Shark Tank's Kevin O'Leary slammed work-life balance, and Reddit went full StackOverflow on him. Let's dive into the drama and what devs can learn from it.

What's up, fellow code monkeys? Was scrolling through Reddit and caught a spicy drama. The bald final boss himself, Kevin O'Leary, just declared war on our holy grail: work-life balance.
Mr. Wonderful (more like Mr. Toxic) went on a rant trashing people who actually want a life outside the IDE. He literally said, 'I hope they work for my competitors.'
Translation: If you don't want to grind 80 hours a week and bleed for the company, you're a liability. He's trying to flex that archaic hustle culture where sleeping under your desk and having a nervous breakdown is considered a badge of honor.
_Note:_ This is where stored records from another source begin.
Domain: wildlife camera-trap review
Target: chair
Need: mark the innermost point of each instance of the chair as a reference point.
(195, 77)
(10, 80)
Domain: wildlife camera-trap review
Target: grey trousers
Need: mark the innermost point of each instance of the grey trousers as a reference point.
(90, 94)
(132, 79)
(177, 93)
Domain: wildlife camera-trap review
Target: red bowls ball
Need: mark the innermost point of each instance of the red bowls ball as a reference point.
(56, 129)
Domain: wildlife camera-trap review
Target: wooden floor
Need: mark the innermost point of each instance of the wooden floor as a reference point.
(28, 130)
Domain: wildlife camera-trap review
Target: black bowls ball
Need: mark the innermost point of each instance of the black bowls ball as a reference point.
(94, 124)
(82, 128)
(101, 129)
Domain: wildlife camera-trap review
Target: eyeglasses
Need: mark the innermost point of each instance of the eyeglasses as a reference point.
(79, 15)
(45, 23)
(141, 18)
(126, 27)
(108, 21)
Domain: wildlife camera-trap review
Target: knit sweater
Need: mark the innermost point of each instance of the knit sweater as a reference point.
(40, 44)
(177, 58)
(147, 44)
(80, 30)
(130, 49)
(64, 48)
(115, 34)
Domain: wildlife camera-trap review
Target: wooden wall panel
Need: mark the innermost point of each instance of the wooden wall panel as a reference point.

The folks over at r/antiwork didn't hold back. It was a flawless victory for the commenters.
Look, in tech, we all know the grind. We’ve all chugged energy drinks debugging a legacy mess at 3 AM. But we do it for the fat bonus, equity, or because we're genuinely hyped about the product—not because some out-of-touch guy on TV says we should be grateful to be exploited.
Good code comes from a well-rested brain. If your boss expects you to function like a 24/7 vps instance with no downtime, it's time to hit git checkout -b new-job and leave them with the technical debt. Guard your work-life balance like it's production access.